Red Hat: Linux Pays Off - And Isn't Bloated
Page 1 of 1
The recession is proving to be an opportune time for Linux vendor Red Hat (NYSE: RHT) as it continues to grow revenues and earnings. According to Red Hat executives, the growth is coming at the expense of rivals and as a result of customer confidence in the abilities of Linux and Red Hat's JBoss middleware platform.
The growth of Red Hat's business is not however a sign of bloat. During Red Hat's second quarter earnings investor call on Wednesday, Red Hat CEO Jim Whitehurst responded to an analyst question about Linux founder Linus Torvalds' comment earlier this week that Linux was bloated.
"As Linux has continued to grow and its applicability continues to expand, there's just more feature functionality that people are looking for to be built into the operating system," Whitehurst said. "I don't think of that as bloat."
Whitehurst added that in his view, bloat is when vendors add features that people do not want. Linux, he said, is growing but with features that people do want.
"The key differentiator is it can continue to do that in a very modular way, so I actually look at the growth as much more of a reflection that it continues to add features that people do want, and that's a good thing," Whitehurst said.
Red Hat's customers are seeing it as a good thing too, if the financial results are to be taken as an indicator.
For Red Hat's second quarter of its fiscal 2010 year, ending Aug. 31, revenues hit $183.6 million. That's a 12 percent increase over the second quarter of fiscal 2009 and ahead of Wall Street forecasts of $179.1 million, according to Reuters Estimates.

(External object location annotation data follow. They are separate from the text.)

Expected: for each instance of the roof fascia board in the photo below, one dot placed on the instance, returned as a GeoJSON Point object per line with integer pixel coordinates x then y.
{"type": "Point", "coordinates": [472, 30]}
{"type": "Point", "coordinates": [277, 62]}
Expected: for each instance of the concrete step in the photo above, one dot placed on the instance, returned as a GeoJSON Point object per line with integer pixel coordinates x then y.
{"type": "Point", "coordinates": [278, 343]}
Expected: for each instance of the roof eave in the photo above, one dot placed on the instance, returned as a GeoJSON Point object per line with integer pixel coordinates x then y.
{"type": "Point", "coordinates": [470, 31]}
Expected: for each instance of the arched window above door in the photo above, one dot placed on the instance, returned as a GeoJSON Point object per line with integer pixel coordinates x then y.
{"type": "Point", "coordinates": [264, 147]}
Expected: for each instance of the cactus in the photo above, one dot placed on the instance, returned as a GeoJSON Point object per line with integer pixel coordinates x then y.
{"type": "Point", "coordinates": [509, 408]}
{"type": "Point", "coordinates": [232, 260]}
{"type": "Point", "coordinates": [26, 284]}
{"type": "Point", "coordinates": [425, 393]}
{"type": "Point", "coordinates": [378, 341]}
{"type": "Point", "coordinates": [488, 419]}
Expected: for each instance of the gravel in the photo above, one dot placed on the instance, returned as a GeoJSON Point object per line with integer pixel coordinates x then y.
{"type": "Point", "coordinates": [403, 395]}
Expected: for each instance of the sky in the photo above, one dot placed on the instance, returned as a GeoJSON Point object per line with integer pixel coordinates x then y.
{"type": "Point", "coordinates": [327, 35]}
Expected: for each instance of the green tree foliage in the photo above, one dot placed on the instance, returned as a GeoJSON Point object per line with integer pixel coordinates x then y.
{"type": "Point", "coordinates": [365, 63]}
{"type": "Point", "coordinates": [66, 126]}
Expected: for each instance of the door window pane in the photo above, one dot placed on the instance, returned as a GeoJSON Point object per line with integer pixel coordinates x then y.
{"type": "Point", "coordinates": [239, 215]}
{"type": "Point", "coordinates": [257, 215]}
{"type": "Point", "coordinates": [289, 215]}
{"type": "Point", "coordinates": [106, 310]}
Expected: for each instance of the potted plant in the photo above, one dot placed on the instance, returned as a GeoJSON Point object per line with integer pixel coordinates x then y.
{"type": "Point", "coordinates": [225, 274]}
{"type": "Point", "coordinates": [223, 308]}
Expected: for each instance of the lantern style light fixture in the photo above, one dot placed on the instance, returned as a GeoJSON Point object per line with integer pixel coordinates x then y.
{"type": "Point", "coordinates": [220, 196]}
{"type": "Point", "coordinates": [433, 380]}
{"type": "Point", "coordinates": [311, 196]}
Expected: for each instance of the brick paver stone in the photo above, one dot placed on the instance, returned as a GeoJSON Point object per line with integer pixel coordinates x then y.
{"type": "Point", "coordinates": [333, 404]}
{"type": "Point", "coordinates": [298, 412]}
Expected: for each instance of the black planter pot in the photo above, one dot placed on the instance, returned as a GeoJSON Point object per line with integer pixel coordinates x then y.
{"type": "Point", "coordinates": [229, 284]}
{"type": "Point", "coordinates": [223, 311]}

Net income also rose, coming in at $28.9 million, or $0.15 per diluted share -- up from the $21.1 million, or $0.10 per diluted share, for the year-ago quarter.
Minus one-time items, the company said it took home a $0.16 per share profit. Wall Street analyst had expected a $0.15 per-share profit.
Moving forward, Red Hat provided Q3 revenue guidance to be in the range of approximately $187 million to $189 million.
How Red Hat does it
The growth of Red Hat's business is not necessarily a sign of renewed spending in the IT sector. Rather in Whitehurst's view, Red Hat's growth is coming by way of taking share from other operating system vendors.
"I would say we are seeing some signs of life out there as customers are talking a bit more about new projects," Whitehurst said. "But I don't think we actually saw that in new volume in the second quarter. I think it's mainly taking share still at this point."
For example, the current ownership status of Sun Microsystems is creating some opportunities for Red Hat in Whitehurst's view.
Oracle is trying to acquire Sun in a deal that is currently being held up by approvals in the EU. Sun's Solaris operating system is a rival to Red Hat Enterprise Linux.
"I think that any time there's change in a company like what's going on at Sun, it creates opportunity," Whitehurst said. "HP, IBM, and Dell are squarely focused on that opportunity and when there are replacements like that in many, if not most cases, Red Hat software is involved, so I would say that we are seeing some opportunity there."
It's not just Sun Solaris that Red Hat is winning customers from, but from other Linux distributions as well. Earlier this year, Whitehurst noted that Red Hat was beginning to make a committed effort to target free Linux users for conversion to paying enterprise Linux subscriptions. It's an effort that is now paying off, the company said.
Whitehurst noted that Red Hat struck two sizable free-to-paid deals during its second quarter.
"One of the free-to-pay deals was a multimillion dollar deal with a financial services customer," Red Hat CFO Charlie Peters said. "This customer chose to migrate back to Red Hat after using a competitor's Linux provided to them through free coupons." While Peters didn't disclose further details on the parties involved, the transaction may have been related to the Microsoft Novell agreement, which involves Microsoft reselling Linux through a coupon offer.
"This customer returned because our technology roadmap was clear and our value proposition is strong," he added.
Peters also said that Red Hat's other major free-to-paid deal was with a large technology company.
"This customer has attempted to support the software themselves but realized that they were incurring significant costs and risks to do so," he said. "They were able to achieve significant cost savings by buying Red Hat subscriptions and their CIO now sleeps more securely at night."